Neil Komadoski grew up in frigid Winnipeg in the 1960s. Like so many kids on the Canadian prairies, Komadoski didn't let extreme winter conditions prevent him from playing hockey every chance he could get. He was going to make his dream come true - he was going to play in the National Hockey League.
That dream did come true, but it was probably a lot different than when he was playing in the driveway in the middle of yet another snowstorm.
There was only six teams when Komadoski was a kid. By the time he arrived on the NHL scene, expansion saw the league more than double. There was no way the kid with the frozen feet would ever believe he would play in the NHL, but not with Montreal or Toronto, but in California.
Komadoski, a noted hipchecker, was drafted 48th overall by the Los Angeles Kings in 1971. After a year in the minor leagues, he was a regular on the Kings blueline until 1978. He was often paired with Gilles Marotte or Gary Sargeant.

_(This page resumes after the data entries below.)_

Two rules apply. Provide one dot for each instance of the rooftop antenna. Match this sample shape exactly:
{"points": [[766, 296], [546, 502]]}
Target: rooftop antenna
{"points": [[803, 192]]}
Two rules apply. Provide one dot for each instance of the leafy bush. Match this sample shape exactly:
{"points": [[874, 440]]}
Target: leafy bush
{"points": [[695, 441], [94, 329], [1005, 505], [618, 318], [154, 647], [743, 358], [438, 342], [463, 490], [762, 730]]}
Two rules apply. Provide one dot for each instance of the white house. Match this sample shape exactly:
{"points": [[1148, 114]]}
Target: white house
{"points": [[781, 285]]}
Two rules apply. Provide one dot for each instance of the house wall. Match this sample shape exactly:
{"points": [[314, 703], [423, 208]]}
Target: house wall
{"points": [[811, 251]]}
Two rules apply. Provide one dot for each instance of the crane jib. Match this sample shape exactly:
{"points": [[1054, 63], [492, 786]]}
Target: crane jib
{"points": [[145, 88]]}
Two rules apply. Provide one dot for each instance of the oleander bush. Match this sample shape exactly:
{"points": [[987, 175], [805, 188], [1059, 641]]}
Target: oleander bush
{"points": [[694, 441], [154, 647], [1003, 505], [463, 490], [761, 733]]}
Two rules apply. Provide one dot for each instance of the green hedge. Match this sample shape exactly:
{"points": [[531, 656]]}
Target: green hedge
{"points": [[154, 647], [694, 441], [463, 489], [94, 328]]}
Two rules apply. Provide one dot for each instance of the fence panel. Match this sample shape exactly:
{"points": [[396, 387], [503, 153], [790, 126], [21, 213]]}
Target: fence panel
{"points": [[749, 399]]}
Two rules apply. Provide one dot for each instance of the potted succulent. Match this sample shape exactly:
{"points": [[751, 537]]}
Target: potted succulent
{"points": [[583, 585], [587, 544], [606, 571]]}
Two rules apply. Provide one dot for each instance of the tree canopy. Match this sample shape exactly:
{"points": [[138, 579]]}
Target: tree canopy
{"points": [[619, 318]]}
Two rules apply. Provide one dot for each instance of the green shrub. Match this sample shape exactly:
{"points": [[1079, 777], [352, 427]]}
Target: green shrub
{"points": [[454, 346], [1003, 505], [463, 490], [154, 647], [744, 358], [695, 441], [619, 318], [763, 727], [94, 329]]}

"Bob Pulford was our coach there," he told Paul Patton in the writer's famed Globe and Mail column Where Are They Now? "He was a strict disciplinarian and we were defensive-oriented. We had good goaltending with Rogie Vachon and Gary Edwards and enough scoring with Butch Goring and Marcel Dionne and Juha Widing, and as long as we stuck to his system, we did well.
"We got into the quarter-finals two years in a row against Boston, and though we came up empty both times, they were good series. I remember in the sixth game one year we played them in The Forum and we were trailing 3-1 with about four minutes left and Mike Corrigan scored one goal and Tommy Williams tied it, and then Goring scored the winning goal with just a minute left in the second overtime."
Komadoski knew his role with the team well.
"I knew my job was preventing them, blocking shots and playing the body."
And as such, he was rewarded. Fans in Los Angeles voted Komadoski the team's unsung hero award in 1975-76.
He was traded to St. Louis in 1978 where he rounded out his career. In total he played 502 games, scoring 16 goals and 92 points with 622 penalty minutes.
Komadoski stayed in St. Louis after he hung up his skates. He ended up working in the beer distribution business.